Mugabe Launches Investigation Of MDC Ministers
It turns out the recent upsurge in violence against the remaining white farmers has been sanctioned by government in a top secret document that was presented to the cabinet at the end of August this year. That document has now been leaked to the Times of South Africa, sparking an investigation into MDC ministers, who are suspected by ZANU PF of leaking it.
Harare, Zimbabwe, 20 September 2009
Robert "The Solution" Mugabe on Friday ordered an investigation of all MDC ministers in the Inclusive Government after a cabinet paper was leaked to the Times of South Africa.
The paper that was leaked to the South African newspaper is on land invasions and it was presented to cabinet at the end of August by Herbert Murerwa, the ZANU PF Minister in charge of lands and resettlement.
It was supposed to be a secret paper. Added to this, because it was presented to cabinet and deliberated there, it is supposed to be protected by the Official Secrets Act.
Murerwa calls for the intensification of the land grabs in that paper, saying that the removal of white farmers must continue, especially now that there was an Inclusive Government. He argues that not doing this will be seen as a "reversal of the land reform programme."
He even warns about "protests and violence" if the land invasions do not continue.
It is this paper, it is now believed, that is informing the escalation of moves to evict white farmers remaining in Mashonaland West, such as the Campbells in Chegutu and the other farmers from the group that won a court case at the SADC Tribunal.
Mugabe takes leaks from cabinet meetings very seriously and it is extremely rare to see leaks from there. The last time information was leaked from a cabinet meeting, it was to be The Zimbabwe Independent.
The editor of that paper, Vincent Kahiya, as well as one of his senior editors, Constantine Chimakure, were immediately arrested and are now before the courts charged under the Official Secrets Act.
Mugabe wants to know who gave them the information.
This is why the leak this time has been to a South African newspaper. Government can not arrest South African journalists, even though the Sunday Times is widely distributed in Zimbabwe and sells more copies than the local Sunday papers, especially those owned by the government.
The probe into MDC ministers that Mugabe has ordered is being conducted by the the former Minister of Defence, Sydney Sekeramayi.

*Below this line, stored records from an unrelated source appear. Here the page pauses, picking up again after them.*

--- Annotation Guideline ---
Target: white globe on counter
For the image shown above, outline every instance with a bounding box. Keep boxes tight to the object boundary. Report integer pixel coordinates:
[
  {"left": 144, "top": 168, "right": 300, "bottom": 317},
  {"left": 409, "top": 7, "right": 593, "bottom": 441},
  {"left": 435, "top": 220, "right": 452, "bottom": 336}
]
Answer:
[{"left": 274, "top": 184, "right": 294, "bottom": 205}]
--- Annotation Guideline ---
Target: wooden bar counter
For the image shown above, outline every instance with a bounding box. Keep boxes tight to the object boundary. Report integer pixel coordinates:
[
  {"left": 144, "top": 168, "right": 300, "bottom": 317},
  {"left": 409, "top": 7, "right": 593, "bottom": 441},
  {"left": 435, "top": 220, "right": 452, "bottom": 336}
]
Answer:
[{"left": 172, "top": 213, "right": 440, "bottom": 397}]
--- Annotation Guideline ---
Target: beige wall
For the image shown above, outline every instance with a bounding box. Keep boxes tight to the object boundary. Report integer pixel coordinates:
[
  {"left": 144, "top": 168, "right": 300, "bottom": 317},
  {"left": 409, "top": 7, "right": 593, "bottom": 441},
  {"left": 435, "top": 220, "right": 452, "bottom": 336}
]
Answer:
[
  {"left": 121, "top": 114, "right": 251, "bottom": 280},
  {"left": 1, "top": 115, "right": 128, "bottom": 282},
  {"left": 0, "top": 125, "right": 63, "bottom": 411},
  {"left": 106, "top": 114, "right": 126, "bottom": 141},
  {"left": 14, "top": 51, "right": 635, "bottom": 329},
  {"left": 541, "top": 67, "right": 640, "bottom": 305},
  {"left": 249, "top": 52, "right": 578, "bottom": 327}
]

So angry was Mugabe on Friday that I understand he has now suggested that ZANU PF ministers start holding their own secret cabinet meetings at which real government business will be discussed. He says the MDC is already running a parallel government anyway.
Should he manage to finger the minister or ministers responsible, then ZANU PF would have found another angle from which to try and force the MDC out of the Inclusive Government. Those responsible will almost certainly be arrested and charged, which would throw the MDC and Tsvangirai into a quandary.
Only last week, Mugabe told ZANU PF Youths gathered in Harare that the white farmers remaining on their lands must leave immediately and make way for black farmers who have been given Offer Letters by the government for those farms.
He said: "I am saying 'please, please' now, but that will stop." Clearly, he was informed by that document from Mrerwa and was giving notice that he would soon escalate the fight with the remaining white farmers.